Key Productions (the parent company) is primarily a recording studio, but with the cancellation of many sessions during the recent lockdowns, the company’s owners decided to redirect their assets to the development of virtual instruments. This they did under the Key Instruments brand.
The studio owns an interesting 1877 baby grand piano which was designed by Austrian Frank Oeser and manufactured by his company Piano Forte Fabrik in Vienna. Key Instruments decided to use this piano because of its very special sound. And this sound can be mostly attributed to the piano’s action.
Let’s take this opportunity to take a very quick look at how this action evolved.
The word Prellzungenmechanik looks a bit scary! It is of course German, and literally translates as “bounce” (prell), “tongue” (zungen), action (mechanik). This is the action found in the Oeser baby grand.
If we go back to the mid-1700s there were two main types of piano action… the Stossmechanik (stoss means “push”) and the Prellmechanik. These are often referred to as the English and the German actions respectively. The diagram below shows the differences.
English (top): the key (1) is pressed and the jack (2) launches the hammer (3) towards the string (4).
German (bottom): the key (5) is pressed, the kapsel/capsule (6) – a kind of bracket – is raised and the hammer (7), which can rock within the kapsel, is propelled towards the string (8).
Note that the English action has the hammer’s head located away from the player, whilst the German action has it the other way round.
By the 1770s, the German action had been modified. It now had an escapement and in some cases a check. This new mechanism became known as the Prellzungenmechanik (or more widely as the Viennese action).
The escapement mechanism is an essential part of the action. It allows the hammer to disengage from the key and to bounce back off the string once played – even if the key is held. Again with reference to the two diagrams below.
Viennese: the key (1) when pressed raises the kapsel (2) causing the beak of the hammer (3) to flick up the head (4) towards the string (5). The beak disengages from the prelliste (6) and can bounce back off the string to be “caught in the check (7).
Pianos using a Viennese action produce a gentler warmer sound than those with an English action. They are also a lot quieter. This mechanism remained popular until the mid/late 1900s. At this point, the English action, following the introduction of Erard’s double escapement mechanism, became dominant and by the turn of the century production of the Viennese action had all but ceased.
Franz Oeser built high-quality pianos in Vienna during the latter part of the 1800s, and his pianos all employed the Viennese action. Key Instruments felt that the unique warm tone of this piano, by dint of the action, was worth capturing as a virtual instrument and so set about developing The Oeser.

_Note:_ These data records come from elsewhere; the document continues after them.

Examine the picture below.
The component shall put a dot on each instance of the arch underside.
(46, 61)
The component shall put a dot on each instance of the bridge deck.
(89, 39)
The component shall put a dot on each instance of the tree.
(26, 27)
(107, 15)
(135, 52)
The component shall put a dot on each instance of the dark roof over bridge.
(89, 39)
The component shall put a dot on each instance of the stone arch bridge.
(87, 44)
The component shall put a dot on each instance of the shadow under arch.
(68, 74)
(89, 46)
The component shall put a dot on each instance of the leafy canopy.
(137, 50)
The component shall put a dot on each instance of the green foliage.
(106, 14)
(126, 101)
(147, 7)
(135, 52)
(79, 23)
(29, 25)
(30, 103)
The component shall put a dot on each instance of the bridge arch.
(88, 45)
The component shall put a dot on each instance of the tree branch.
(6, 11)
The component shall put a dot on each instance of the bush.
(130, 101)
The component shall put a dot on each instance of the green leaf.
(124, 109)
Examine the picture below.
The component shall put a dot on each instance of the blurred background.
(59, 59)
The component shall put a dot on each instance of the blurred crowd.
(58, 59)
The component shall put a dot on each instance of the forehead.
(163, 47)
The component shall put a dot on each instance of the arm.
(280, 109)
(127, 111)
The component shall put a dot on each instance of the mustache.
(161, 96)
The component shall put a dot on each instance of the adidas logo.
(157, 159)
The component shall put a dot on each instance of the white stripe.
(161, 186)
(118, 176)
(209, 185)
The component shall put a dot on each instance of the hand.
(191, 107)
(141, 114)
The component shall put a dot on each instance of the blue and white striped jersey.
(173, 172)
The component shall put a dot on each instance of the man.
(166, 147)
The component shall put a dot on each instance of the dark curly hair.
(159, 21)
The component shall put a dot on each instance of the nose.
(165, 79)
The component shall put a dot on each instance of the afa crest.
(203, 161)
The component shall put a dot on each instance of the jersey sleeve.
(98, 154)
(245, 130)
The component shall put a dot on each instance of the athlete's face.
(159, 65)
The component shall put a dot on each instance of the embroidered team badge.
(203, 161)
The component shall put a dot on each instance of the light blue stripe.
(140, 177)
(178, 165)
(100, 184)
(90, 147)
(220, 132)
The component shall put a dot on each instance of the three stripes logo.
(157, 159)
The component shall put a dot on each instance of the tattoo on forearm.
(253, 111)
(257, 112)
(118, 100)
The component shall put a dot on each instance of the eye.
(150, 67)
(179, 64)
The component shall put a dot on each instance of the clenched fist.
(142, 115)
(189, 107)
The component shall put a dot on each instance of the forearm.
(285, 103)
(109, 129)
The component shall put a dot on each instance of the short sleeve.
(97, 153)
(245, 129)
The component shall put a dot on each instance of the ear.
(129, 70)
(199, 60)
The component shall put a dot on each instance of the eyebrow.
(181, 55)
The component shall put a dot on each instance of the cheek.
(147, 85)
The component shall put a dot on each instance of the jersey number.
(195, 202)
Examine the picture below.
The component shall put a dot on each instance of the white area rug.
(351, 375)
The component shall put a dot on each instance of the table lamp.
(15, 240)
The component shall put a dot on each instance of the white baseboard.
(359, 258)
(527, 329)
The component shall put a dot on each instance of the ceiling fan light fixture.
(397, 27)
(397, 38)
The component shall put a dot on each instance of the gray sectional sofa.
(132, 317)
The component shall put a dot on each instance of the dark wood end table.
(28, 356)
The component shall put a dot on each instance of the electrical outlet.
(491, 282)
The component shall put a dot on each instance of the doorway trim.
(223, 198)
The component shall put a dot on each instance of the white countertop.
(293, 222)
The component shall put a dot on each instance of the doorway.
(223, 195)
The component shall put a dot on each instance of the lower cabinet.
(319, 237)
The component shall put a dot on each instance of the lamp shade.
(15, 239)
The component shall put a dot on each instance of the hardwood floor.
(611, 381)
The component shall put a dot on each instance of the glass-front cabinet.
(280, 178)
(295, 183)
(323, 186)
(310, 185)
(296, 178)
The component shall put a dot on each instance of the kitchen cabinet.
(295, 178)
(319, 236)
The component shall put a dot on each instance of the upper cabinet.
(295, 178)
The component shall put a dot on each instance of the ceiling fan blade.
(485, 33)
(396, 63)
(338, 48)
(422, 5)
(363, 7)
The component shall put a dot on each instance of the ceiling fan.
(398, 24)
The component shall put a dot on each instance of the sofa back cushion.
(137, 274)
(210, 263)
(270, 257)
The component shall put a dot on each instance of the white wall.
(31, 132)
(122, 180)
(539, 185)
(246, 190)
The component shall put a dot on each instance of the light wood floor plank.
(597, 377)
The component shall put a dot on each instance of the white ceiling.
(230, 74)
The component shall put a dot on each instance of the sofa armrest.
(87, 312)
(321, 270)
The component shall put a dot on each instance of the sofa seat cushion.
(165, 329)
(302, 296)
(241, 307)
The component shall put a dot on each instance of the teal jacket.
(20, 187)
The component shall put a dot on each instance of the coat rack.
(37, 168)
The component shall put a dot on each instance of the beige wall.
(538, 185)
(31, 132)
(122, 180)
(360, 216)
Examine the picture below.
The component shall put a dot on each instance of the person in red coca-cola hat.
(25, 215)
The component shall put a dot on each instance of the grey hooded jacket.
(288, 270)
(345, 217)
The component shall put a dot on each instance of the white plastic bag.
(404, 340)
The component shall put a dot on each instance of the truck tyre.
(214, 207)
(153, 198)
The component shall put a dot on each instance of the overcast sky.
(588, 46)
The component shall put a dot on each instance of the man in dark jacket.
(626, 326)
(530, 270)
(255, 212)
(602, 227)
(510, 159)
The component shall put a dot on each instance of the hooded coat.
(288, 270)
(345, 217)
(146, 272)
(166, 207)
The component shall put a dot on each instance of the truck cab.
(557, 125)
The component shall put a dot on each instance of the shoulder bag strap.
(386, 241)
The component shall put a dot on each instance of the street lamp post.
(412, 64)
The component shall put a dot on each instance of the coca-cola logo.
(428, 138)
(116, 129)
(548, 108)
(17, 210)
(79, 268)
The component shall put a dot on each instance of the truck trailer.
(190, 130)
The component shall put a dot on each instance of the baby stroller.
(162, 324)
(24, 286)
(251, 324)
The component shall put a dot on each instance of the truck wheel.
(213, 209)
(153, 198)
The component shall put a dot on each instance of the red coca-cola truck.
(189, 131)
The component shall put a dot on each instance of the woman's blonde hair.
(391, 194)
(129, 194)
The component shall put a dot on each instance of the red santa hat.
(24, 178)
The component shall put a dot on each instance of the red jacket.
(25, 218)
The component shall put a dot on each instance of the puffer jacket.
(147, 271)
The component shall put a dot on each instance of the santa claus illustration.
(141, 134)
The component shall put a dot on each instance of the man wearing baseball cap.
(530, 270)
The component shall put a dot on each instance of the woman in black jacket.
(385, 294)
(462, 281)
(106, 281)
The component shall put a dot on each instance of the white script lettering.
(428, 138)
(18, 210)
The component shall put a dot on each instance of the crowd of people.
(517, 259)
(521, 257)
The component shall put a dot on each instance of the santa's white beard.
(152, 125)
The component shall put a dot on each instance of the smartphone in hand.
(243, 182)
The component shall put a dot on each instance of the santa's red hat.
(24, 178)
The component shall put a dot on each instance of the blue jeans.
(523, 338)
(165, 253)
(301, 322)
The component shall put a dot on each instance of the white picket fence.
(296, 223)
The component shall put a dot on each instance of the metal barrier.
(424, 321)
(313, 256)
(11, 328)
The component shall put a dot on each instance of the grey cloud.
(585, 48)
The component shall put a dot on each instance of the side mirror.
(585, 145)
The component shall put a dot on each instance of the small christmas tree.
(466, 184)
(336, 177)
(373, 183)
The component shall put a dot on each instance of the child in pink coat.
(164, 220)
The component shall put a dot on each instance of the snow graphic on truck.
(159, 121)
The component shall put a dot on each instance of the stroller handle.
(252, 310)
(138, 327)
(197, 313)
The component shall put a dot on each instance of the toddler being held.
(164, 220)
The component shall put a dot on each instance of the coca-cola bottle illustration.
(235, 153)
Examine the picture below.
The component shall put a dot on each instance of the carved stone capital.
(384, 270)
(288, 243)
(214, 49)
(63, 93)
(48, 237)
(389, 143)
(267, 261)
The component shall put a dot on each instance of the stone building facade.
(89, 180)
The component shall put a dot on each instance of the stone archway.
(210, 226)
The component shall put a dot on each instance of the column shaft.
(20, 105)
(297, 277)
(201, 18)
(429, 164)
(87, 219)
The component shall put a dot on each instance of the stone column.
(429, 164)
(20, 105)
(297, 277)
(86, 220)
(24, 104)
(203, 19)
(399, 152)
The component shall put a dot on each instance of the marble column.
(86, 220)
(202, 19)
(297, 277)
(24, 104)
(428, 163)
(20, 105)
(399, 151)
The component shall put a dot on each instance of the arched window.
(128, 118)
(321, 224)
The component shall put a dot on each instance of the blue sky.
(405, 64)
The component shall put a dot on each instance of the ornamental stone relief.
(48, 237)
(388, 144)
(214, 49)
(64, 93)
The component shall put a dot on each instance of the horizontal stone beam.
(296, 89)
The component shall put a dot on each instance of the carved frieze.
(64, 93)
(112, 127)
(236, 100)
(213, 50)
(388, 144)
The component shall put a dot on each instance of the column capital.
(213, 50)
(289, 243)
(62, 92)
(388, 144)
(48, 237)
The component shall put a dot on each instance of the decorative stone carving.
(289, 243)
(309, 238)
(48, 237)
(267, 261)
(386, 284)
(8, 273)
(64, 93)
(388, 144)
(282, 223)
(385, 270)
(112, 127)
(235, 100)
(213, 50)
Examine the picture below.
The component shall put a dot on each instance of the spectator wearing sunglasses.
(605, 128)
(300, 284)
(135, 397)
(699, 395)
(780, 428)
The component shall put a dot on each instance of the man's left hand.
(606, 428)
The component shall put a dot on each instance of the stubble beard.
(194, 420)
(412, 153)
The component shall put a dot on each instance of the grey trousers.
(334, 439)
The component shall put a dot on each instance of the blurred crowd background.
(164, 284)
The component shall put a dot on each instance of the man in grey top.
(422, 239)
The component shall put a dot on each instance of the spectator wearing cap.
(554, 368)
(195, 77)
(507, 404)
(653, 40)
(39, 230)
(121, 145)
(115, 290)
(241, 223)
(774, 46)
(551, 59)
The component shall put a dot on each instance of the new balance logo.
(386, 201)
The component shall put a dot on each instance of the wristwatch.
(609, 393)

The source piano is a 5′ 6″ baby grand (serial no. 132) built in 1877 in Vienna. This type of piano would have been popular with chamber orchestras as their sound didn’t dominate the strings.
The Oeser runs on Native Instruments’ (free) KONTAKT platform. It took over a year of programming to produce and includes features such as sympathetic string resonance, real-time sustained/no-sustained sample switching, lid positions, pedal/key noise, and a choice of microphones and their placements.
The Oeser library has four sets of samples: Pure, Felted, Muted and Picked with five Snapshots (presets): The Natural Experience, A Romantic Moment, Get Underneath, Attack This, and The Couch Experience.
The library occupies 29.6 GB of memory. More technical details and audio demonstrations can be found here.
The Oeser is available from the Key Instruments website for €75 (approx $80).